As it is, there’s not much to do but hope that I don’t stroke out or go insane before I get the candle built, and that whatever it is doesn’t react too badly to being put under multiple gravities of thrust.

On I go.

Getting There By Candlelight

candle (n.): A candle, or putt-putt, is the simplest transport spacecraft that can be devised, consisting essentially of a tank of hypergolic rocket fuel powering a thrust motor and a simple reaction-control frame. The pilot, supported by their vacuum suit, rides the candle – the tank itself – in much the same manner as a velocipede.

The additional accoutrements and controls of a candle vary widely by type. Most common are stabilization gyros, to make their handling less temperamental in the face of mass shifts. Commercial models often include a range of accessories: fly-by-wire navigation, Orbital Positioning Systems, a comfortable saddle and space for passengers, cargo panniers, canned life support reserves, and so forth.

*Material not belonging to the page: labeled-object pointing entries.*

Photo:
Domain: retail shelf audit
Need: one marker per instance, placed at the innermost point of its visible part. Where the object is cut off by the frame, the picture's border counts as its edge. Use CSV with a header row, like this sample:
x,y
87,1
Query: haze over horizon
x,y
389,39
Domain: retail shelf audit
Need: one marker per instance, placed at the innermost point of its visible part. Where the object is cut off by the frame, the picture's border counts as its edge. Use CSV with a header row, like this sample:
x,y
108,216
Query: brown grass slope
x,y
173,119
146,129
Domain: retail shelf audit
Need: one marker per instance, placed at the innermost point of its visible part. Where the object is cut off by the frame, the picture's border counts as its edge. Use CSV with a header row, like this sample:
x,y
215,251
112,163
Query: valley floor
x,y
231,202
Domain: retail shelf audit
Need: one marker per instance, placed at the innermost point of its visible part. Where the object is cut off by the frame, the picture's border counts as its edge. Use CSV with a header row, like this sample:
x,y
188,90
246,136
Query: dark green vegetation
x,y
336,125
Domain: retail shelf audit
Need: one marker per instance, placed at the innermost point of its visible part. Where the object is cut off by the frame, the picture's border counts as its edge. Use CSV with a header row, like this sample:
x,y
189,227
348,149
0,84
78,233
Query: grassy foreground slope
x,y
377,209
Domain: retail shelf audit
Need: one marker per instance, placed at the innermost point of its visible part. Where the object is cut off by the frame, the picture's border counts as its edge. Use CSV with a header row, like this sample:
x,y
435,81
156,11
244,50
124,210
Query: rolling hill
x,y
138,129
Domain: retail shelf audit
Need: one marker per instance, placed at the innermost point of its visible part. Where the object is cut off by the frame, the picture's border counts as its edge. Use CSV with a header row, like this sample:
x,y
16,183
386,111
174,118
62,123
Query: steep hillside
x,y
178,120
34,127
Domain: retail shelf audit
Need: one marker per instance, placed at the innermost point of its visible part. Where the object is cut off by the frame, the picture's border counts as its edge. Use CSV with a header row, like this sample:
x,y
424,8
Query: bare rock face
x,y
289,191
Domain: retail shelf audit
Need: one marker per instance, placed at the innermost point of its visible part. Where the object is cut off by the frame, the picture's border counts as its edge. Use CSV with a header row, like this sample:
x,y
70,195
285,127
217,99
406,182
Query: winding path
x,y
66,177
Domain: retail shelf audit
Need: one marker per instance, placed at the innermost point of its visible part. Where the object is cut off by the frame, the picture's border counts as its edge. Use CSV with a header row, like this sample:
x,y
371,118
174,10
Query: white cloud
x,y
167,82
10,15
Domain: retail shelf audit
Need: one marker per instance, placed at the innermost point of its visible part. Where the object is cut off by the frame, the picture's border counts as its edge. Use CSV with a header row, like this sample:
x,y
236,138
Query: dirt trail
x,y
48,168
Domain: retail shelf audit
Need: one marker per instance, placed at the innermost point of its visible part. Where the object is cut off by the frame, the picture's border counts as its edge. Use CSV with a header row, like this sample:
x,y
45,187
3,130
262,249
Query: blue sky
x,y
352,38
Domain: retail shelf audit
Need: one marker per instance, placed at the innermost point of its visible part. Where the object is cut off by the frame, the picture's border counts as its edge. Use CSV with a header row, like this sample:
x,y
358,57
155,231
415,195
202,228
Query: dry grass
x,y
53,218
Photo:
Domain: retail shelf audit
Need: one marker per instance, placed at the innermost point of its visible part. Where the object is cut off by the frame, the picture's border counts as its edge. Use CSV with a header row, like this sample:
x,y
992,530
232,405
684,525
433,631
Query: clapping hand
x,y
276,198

But the virtue of a candle is its simplicity. One can be put together out of parts readily obtainable from even a half-stocked chandler, or for that matter from those lying around any wreckyard, or even crash site. Such a scrap-candle may consist of little more than the tank and motors, with handhold bars and lash-downs for bagged cargo welded on where they might be useful. Some go so far as to strip the navigation system down to a row of firing switches for each motor, requiring the pilot to figure burn times and vectors by eye, or at least by pocket-contents.

Indeed, in many spacer cultures across the Worlds, building one’s first candle from parts, salvaged, scrounged, and where necessary even purchased, is considered a rite of passage for the young. More cynical observers consider the true rite of passage being making one’s first candle flight without having to be ignominiously hauled home by the Orbit Guard.